In the last 15 years I have been living in different places and travelled in between. Photography has been a way to get to know people and places and costumes. From the Kazakhstan plains to the Norwegians woods, passing through India and Spain, the world has been my playground. My growing confused archive reflects this kind of restlessness that feeds my existence.
Streets, kitchens, bedrooms, boats, trains, museums, bathrooms, gardens, everything ends up in the archive when you have always a camera on yourself.
The last winter I spent few months in the Philippines photographing the cockfighting culture.
I have been working for about 10 years as an engineer and I would take pictures mostly outside my job, in the evenings or early morning.
I like to carry a small camera that allow me to be ready in case something happen or in case i’m bored. Boredom is an important part of my photography, I think I had a lot of time on my hands and if it was not photography I would have ended up being very drunk or drug addict.
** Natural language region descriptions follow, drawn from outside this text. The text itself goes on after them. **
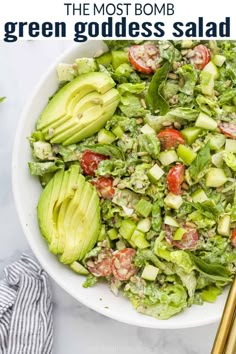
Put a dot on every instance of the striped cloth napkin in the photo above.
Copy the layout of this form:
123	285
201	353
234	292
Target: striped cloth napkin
25	309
3 years ago I gave up my engineering career to dedicate full time to photography and art. I’m not sure that it was a smart choice, but it came from the depth of my guts and I could simply not resist to that call no more.
I have an obsessive compulsive relationship with photography at times. I mostly always bring a camera with me and shoot a bit of everything. I’m colour and shape driven.
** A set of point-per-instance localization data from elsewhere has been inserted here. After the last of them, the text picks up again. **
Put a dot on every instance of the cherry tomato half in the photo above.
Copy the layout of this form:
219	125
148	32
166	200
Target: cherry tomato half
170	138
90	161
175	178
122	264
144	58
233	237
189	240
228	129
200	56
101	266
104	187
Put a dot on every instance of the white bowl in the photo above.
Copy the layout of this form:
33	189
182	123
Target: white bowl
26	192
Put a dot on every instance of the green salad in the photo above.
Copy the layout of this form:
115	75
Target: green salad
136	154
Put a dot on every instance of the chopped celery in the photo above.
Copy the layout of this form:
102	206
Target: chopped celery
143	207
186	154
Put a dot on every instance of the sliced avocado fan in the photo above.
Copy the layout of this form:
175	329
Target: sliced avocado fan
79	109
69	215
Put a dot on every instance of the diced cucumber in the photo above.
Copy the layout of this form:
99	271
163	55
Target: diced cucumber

I have been shooting all sort of things without a plan for a long time. It was mostly the urge to walk and shoot and be there that drove me.
Then I started to think about it and organise it. So I became obsessed with typologies and storytelling at the same time.
I have been photographing human migration in and out of Europe.
I’m interested in the way humans chaotically reshape the public space according to their old and new needs. I’m on the look for new spontaneous rules that emerge from chaos.
In 2015 i made 35 different books out of street photography, typologies, found material, iphone screenshots, portraits, conceptual art, minimalism, sampling surfaces, collecting evidences.
The last few years I have been taking countless portraits of houses, with which I won a Norwegian arts grant that I’m using to make a book.
The photos presented here are from some years ago, and don’t belong to any particular series, I would say that they fit into the “kill your own darlings” kind of category. The donkey unicorn is one of my manifestos though.
In my website you can find my work organised in series.
I got really involved with photography when other aspects of my life were losing a meaning and I needed something strong to hold on to.
Doing street photography, and by that I mean walking really long distances, it became a way of forgetting and forgiving myself, a way of melting in the world. It has been my meditation, my yoga, it has been my way of being in the present moment.
I have the urge to put order in my memories through photography.
I need a camera in my hands to feel comfortable in a public space sometime, sometime i feel uncomfortable because of it.
A camera gives me an excuse to get close to people and it never stops to surprise me how effective it is even in these smartphone-everybody-is-a-photographer-modern-times.